As modalidades de desconsideração da personalidade jurídica
Sabe-se que, com a entrada em vigor do CPC/2015, a desconsideração da personalidade jurídica passou a ser expressamente regulamentada como um incidente processual, em seus arts. 133 e 137.
Assim, uma vez demonstrado o abuso da personalidade jurídica, caracterizada pelo desvio de finalidade ou pela confusão patrimonial, conforme prevê o art. 50 do Código Civil (sobretudo com a redação dada pela Lei n. 13.874/2019), desconsiderar-se-á a personalidade jurídica para que os efeitos de certas e determinadas relações de obrigações sejam estendidos aos bens particulares de administradores ou sócios da pessoa jurídica que foram beneficiados direta ou indiretamente pelo abuso.
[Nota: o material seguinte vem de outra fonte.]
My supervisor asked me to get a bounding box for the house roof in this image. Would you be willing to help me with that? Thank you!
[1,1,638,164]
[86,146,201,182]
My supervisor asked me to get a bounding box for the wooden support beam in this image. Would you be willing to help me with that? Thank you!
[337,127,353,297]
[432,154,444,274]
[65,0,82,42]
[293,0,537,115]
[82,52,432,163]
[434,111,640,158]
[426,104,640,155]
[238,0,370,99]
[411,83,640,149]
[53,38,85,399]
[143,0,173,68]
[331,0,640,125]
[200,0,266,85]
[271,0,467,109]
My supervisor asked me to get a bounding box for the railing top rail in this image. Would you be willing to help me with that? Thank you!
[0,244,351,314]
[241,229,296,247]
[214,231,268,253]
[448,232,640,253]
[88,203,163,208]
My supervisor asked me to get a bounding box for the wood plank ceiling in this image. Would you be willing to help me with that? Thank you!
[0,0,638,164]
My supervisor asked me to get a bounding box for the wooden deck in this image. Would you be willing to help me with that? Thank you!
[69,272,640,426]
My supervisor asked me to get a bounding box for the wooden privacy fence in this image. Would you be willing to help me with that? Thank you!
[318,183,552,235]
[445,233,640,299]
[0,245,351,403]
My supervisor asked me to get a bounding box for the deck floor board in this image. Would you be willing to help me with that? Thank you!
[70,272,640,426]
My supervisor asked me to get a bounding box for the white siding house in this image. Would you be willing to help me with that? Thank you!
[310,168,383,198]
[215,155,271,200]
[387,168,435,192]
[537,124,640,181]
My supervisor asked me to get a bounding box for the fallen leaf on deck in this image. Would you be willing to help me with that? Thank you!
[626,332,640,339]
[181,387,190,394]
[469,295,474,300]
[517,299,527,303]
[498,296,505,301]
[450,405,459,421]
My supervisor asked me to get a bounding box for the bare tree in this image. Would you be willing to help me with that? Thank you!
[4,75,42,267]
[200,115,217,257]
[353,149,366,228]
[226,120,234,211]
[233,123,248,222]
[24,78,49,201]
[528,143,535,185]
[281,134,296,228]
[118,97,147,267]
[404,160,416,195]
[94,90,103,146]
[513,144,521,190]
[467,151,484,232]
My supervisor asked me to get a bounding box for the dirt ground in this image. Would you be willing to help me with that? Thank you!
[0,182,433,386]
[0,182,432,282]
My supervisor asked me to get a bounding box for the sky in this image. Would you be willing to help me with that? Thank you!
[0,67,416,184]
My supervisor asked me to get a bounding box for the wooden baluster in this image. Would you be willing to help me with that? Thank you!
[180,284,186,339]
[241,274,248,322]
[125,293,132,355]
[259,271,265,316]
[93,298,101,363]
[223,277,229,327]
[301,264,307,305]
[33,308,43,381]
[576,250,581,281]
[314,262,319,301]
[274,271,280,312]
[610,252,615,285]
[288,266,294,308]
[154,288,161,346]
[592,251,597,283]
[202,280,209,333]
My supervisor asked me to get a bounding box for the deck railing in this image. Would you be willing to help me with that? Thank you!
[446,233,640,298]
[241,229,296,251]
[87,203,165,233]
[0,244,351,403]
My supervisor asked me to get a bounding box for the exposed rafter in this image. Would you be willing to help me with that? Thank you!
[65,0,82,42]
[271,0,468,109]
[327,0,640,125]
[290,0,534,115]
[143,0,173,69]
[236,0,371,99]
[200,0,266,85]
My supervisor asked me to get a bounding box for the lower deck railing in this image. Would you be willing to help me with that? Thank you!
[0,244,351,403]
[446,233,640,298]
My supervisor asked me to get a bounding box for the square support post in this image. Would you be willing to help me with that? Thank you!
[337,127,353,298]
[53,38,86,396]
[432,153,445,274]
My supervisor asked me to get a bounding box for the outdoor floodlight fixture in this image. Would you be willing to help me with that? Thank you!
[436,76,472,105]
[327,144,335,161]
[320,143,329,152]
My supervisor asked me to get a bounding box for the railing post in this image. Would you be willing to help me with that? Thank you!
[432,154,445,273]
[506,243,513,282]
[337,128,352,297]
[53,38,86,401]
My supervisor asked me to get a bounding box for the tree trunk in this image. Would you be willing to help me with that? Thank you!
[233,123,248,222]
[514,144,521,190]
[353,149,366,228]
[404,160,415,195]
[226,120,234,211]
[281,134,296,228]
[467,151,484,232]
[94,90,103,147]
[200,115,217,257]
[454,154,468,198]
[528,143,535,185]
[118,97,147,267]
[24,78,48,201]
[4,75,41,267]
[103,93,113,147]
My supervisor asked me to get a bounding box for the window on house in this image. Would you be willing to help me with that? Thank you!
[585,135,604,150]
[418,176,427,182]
Trata-se, esta, da modalidade ortodoxa[1].
Ainda, observa-se que o art. 133, § 2.º, do CPC prevê a possibilidade de desconsideração inversa da personalidade jurídica, modalidade na qual é possível alcançar o patrimônio das pessoas jurídicas na qual o devedor é sócio, também já consolidada pela jurisprudência[2].
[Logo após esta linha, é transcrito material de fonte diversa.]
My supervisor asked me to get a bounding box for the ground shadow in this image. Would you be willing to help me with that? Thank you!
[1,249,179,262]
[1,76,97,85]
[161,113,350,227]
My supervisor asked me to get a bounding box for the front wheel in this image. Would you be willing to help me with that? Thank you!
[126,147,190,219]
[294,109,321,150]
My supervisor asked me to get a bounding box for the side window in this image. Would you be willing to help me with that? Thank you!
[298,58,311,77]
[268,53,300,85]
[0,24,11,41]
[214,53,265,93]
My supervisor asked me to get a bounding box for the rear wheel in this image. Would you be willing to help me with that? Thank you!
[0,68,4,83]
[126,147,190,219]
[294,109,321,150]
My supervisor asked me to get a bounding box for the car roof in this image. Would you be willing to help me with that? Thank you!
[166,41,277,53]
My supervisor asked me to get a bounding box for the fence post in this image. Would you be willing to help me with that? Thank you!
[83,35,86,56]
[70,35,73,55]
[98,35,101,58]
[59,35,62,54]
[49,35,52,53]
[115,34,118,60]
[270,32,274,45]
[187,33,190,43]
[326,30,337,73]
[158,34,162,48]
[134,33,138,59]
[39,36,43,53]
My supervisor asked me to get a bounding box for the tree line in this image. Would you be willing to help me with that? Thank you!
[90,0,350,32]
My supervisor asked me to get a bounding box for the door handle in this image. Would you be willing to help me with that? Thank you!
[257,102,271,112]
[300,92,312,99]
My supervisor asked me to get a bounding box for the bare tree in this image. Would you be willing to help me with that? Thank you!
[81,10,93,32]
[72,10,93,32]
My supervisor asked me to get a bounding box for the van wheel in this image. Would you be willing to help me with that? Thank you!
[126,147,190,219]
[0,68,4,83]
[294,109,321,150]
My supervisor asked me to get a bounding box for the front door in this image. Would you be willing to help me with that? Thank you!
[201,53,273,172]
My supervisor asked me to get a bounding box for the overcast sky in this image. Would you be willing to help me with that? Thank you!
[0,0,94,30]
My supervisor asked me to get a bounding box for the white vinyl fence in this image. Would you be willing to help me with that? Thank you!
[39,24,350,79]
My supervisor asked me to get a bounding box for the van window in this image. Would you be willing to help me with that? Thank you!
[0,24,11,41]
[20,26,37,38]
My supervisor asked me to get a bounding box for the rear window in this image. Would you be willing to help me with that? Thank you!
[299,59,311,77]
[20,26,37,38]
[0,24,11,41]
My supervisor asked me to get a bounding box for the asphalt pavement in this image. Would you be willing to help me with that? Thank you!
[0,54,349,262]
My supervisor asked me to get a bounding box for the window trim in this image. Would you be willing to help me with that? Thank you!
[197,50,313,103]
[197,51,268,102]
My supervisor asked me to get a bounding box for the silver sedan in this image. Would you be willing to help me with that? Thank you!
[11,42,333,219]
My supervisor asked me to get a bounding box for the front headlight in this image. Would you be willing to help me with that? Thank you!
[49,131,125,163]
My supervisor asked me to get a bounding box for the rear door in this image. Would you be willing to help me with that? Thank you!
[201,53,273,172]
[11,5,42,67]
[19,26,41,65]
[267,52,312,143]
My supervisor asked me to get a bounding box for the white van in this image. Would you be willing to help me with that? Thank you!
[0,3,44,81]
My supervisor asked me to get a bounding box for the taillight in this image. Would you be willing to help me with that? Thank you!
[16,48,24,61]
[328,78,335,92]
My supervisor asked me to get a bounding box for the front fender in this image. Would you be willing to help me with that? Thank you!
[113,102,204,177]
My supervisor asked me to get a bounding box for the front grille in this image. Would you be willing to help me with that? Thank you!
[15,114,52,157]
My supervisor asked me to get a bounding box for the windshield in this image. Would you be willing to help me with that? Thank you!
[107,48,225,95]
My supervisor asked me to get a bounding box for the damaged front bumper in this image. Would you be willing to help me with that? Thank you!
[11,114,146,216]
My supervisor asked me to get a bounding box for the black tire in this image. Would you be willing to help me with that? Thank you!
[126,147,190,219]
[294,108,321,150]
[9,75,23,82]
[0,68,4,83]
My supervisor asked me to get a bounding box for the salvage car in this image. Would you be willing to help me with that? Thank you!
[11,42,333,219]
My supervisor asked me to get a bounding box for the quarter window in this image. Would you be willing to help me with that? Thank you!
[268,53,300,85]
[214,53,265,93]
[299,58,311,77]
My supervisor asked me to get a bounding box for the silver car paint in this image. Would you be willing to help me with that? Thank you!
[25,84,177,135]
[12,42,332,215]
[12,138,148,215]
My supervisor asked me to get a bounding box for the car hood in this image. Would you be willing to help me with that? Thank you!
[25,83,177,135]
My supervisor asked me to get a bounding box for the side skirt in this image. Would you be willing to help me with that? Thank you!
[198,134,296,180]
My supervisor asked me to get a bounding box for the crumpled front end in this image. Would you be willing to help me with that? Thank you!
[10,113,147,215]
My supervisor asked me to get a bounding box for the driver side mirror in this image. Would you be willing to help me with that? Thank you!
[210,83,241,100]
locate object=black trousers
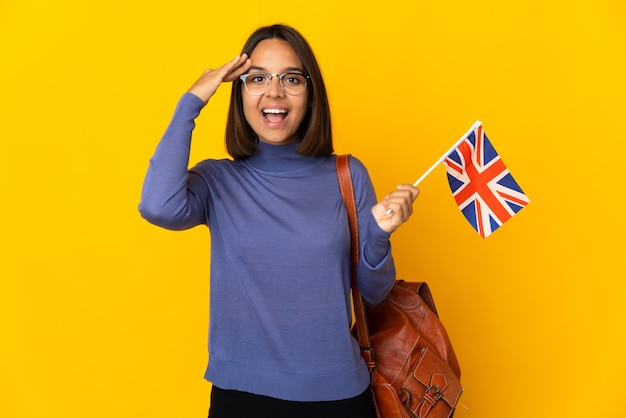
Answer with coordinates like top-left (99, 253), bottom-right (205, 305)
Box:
top-left (208, 386), bottom-right (377, 418)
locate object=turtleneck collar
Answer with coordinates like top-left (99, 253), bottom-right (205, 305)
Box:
top-left (243, 140), bottom-right (326, 174)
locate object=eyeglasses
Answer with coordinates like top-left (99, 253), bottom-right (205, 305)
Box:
top-left (239, 72), bottom-right (310, 96)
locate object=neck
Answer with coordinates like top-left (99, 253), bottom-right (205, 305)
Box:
top-left (245, 141), bottom-right (323, 173)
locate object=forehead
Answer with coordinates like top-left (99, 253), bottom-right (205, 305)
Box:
top-left (249, 38), bottom-right (303, 71)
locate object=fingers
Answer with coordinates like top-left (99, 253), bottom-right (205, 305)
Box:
top-left (373, 184), bottom-right (419, 233)
top-left (187, 54), bottom-right (251, 104)
top-left (382, 185), bottom-right (419, 216)
top-left (400, 184), bottom-right (420, 200)
top-left (220, 54), bottom-right (251, 82)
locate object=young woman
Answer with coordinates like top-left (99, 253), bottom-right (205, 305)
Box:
top-left (139, 24), bottom-right (419, 418)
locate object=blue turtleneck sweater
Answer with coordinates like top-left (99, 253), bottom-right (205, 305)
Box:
top-left (139, 93), bottom-right (396, 402)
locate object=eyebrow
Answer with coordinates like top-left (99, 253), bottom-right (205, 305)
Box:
top-left (249, 65), bottom-right (305, 74)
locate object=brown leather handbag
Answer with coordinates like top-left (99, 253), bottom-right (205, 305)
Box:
top-left (336, 155), bottom-right (463, 418)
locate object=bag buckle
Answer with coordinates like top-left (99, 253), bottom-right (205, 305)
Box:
top-left (411, 385), bottom-right (445, 418)
top-left (424, 384), bottom-right (444, 402)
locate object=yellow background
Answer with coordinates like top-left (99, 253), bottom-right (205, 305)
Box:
top-left (2, 1), bottom-right (625, 417)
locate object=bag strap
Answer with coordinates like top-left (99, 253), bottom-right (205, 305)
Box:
top-left (336, 154), bottom-right (375, 372)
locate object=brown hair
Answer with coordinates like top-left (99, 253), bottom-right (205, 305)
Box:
top-left (225, 24), bottom-right (333, 159)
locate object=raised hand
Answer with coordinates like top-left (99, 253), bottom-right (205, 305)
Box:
top-left (187, 54), bottom-right (252, 104)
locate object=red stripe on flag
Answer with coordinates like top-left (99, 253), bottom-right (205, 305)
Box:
top-left (445, 159), bottom-right (464, 175)
top-left (497, 191), bottom-right (529, 207)
top-left (475, 125), bottom-right (484, 166)
top-left (453, 141), bottom-right (512, 224)
top-left (476, 200), bottom-right (485, 238)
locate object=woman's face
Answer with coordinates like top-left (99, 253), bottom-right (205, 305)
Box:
top-left (242, 38), bottom-right (309, 146)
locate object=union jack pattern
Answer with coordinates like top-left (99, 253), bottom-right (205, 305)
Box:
top-left (444, 125), bottom-right (530, 238)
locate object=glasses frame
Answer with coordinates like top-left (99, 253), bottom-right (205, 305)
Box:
top-left (239, 72), bottom-right (311, 96)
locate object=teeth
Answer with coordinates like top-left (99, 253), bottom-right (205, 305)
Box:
top-left (263, 109), bottom-right (287, 114)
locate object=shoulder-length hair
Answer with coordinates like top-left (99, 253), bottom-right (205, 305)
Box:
top-left (225, 24), bottom-right (333, 159)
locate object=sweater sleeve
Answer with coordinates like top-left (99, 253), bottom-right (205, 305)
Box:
top-left (138, 93), bottom-right (210, 230)
top-left (349, 157), bottom-right (397, 306)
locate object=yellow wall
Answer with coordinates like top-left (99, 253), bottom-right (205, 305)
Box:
top-left (1, 1), bottom-right (625, 417)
De mais a mais, frente às manobras fraudulentas que acabam por se reinventar com habitualidade a fim de viabilizar que os devedores se esquivem de suas obrigações, organizando seu patrimônio de modo que não possa ser alcançado pelos credores, outras duas modalidades de desconsideração da personalidade jurídica vêm sendo contempladas pela jurisprudência.
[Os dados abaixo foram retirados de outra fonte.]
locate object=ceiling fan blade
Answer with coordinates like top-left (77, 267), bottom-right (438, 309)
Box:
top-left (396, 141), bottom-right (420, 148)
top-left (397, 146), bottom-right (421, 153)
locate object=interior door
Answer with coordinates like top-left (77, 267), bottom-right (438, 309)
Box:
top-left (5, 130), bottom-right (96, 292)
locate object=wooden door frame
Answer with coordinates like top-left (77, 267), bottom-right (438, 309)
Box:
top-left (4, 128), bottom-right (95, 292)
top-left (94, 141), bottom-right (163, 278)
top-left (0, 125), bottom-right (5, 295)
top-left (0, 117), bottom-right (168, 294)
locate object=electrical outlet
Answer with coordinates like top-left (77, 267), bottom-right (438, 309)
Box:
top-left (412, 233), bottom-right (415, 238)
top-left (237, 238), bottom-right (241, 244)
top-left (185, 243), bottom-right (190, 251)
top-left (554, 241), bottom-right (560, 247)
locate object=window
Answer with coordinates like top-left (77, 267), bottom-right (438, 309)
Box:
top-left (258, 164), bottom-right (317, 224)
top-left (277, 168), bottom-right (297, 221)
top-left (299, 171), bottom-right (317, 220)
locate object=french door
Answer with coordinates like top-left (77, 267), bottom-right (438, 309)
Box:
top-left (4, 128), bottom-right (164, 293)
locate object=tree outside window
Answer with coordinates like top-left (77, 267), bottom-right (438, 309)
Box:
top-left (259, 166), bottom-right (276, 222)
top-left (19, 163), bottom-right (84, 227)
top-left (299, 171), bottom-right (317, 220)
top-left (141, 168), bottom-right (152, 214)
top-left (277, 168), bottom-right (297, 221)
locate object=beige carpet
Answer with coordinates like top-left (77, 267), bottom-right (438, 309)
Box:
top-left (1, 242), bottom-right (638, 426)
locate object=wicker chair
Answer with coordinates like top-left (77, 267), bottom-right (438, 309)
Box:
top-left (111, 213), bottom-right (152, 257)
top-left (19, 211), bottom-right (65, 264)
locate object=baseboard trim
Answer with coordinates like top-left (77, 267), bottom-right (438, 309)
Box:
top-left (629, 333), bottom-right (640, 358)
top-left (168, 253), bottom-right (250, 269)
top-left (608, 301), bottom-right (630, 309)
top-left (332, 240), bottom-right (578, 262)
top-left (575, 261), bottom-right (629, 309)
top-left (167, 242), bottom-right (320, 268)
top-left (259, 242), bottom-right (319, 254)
A primeira é a teoria da desconsideração expansiva da personalidade jurídica, modalidade na qual o sócio devedor não se encontra explicitamente vinculado na sociedade, mas utiliza-se de terceiros (caracterizados como sócios “laranjas”) para constituir empresas, nas quais figuram, verdadeiramente, como “sócios ocultos”[3].
A segunda é a desconsideração indireta da personalidade jurídica, aplicável sempre que houver formação de grupo econômico, no qual empresas controladoras utilizam-se da personalidade jurídica de empresas controladas em nítido abuso da personalidade jurídica[4].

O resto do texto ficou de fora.